There are, however, very different dynamics to the two conflicts. Although the size of the reinforcements just announced suggests that General David D McKiernan, the American commander of Nato forces in Afghanistan, will get his wish of an additional 30,000 troops, what happens next is the subject of an ongoing review.

During his first week in office, President Obama held a series of meetings with defence chiefs including General Petraeus and State Department officials led by Hillary Clinton. The overriding theme was that military operations must go hand in hand with sweeping civil sector reforms, with particular emphasis on tackling the endemic corruption that has severely undermined governance underPresident Hamid Karzai.

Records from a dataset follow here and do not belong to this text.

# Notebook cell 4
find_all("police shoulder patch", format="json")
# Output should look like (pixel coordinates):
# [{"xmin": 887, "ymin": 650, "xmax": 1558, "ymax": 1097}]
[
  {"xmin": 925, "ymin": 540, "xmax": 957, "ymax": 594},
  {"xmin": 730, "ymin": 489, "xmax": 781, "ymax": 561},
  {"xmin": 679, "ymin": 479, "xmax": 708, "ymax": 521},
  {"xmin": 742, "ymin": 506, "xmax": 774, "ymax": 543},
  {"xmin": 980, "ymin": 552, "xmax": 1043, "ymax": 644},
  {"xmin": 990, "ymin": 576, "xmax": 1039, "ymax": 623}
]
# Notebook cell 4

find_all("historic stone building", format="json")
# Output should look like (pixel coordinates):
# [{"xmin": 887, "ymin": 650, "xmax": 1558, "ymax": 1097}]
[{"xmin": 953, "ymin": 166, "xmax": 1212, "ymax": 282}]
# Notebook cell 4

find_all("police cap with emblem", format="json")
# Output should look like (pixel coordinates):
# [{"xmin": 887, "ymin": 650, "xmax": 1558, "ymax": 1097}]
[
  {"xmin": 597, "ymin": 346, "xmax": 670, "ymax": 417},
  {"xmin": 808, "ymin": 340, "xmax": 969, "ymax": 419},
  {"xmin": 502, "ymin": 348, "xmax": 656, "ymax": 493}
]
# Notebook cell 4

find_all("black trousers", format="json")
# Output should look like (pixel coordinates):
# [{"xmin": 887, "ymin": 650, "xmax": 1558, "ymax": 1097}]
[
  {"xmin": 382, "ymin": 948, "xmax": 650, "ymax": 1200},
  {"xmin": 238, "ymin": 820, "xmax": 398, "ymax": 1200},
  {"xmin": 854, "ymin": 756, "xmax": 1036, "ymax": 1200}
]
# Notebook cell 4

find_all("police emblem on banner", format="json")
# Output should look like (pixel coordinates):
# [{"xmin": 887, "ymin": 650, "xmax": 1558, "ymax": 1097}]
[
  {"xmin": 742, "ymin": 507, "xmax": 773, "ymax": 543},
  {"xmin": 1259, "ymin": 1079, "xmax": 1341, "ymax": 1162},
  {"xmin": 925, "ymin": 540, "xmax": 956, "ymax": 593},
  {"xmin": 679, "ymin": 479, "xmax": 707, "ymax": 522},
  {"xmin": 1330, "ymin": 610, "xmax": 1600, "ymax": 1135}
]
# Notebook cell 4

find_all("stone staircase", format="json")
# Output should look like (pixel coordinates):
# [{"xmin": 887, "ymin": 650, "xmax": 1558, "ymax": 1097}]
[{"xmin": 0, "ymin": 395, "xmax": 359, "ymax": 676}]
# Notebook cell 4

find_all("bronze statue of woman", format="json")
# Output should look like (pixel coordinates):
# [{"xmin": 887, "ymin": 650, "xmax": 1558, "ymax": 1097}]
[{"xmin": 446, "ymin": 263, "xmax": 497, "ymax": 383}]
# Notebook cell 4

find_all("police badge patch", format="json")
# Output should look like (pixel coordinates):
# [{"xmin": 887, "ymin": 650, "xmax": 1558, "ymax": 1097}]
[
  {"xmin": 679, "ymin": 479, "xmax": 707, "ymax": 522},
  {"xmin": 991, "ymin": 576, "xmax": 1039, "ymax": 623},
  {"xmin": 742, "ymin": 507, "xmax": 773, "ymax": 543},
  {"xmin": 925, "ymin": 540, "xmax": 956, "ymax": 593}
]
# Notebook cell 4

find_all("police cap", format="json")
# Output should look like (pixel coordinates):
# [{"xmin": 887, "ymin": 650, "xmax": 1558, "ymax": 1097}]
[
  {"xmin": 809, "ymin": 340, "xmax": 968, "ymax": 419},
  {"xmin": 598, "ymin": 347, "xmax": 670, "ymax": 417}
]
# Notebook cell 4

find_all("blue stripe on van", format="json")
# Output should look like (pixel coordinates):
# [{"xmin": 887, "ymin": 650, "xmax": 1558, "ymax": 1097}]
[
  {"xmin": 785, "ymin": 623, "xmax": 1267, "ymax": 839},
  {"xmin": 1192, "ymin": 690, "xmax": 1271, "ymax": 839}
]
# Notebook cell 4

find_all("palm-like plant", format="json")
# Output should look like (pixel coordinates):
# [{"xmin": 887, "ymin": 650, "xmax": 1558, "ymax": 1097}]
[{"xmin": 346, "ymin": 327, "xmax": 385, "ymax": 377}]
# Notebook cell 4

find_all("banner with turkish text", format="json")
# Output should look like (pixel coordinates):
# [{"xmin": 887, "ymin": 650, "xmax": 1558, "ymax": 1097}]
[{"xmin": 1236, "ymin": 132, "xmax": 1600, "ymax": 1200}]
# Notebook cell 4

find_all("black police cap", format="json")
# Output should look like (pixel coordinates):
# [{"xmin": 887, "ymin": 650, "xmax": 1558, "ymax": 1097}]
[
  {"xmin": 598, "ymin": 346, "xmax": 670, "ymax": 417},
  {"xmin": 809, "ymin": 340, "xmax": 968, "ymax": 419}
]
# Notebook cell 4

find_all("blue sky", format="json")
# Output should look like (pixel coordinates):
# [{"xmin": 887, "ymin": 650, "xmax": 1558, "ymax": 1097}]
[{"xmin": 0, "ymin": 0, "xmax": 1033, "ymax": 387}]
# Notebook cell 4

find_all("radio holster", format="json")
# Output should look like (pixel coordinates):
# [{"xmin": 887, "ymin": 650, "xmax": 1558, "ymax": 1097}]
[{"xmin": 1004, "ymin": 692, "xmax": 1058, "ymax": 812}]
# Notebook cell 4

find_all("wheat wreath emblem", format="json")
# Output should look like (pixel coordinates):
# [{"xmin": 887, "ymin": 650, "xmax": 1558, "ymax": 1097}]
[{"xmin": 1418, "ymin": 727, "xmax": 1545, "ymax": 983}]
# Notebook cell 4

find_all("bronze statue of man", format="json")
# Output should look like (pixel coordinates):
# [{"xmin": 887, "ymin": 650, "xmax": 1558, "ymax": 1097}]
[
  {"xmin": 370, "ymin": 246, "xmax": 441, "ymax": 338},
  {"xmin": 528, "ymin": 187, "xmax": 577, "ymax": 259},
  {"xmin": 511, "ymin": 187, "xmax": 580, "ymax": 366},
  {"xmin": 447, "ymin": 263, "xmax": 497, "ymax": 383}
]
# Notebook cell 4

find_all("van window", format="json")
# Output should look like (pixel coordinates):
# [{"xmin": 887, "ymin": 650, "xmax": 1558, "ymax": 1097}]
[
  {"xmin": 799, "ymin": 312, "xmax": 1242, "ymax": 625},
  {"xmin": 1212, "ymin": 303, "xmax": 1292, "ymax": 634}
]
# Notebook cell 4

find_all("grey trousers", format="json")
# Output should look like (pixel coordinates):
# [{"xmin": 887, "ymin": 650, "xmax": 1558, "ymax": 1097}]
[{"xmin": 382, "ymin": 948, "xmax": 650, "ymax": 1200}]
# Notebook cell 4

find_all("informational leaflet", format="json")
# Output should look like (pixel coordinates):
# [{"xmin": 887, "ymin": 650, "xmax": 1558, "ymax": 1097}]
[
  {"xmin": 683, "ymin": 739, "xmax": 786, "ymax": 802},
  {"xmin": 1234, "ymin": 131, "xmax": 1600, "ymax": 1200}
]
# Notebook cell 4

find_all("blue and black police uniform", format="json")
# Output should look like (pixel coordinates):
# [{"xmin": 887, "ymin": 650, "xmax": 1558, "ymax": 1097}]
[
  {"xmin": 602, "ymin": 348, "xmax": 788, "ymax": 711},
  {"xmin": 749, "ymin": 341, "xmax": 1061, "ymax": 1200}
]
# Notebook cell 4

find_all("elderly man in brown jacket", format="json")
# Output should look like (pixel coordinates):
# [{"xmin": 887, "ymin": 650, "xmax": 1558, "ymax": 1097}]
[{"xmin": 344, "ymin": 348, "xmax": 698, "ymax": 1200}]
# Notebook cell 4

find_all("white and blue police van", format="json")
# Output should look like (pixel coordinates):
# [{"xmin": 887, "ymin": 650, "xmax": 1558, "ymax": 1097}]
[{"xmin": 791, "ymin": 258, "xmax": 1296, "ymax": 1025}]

According to Pentagon sources, President Obama was insistent that an exit strategy must be put in place. A clear message must be sent to Hamid Karzai that the lives of American and Nato soldiers would not be sacrificed just to keep him and his coterie in power and the Islamabad government would be told that there would be no let up in the cross-border predator strikes as long as the insurgents receive sanctuary in Pakistan.

The new US administration is aware that the Afghan deployment takes place with somewhat underwhelming support from the public. Although most Americans still see a correlation between 9/11 and tackling the Taliban, a recent poll by The Washington Post and ABC News found only just over a third were in favour of greater US military commitment. A third wanted no change at all while 29 per cent believed it was time to withdraw.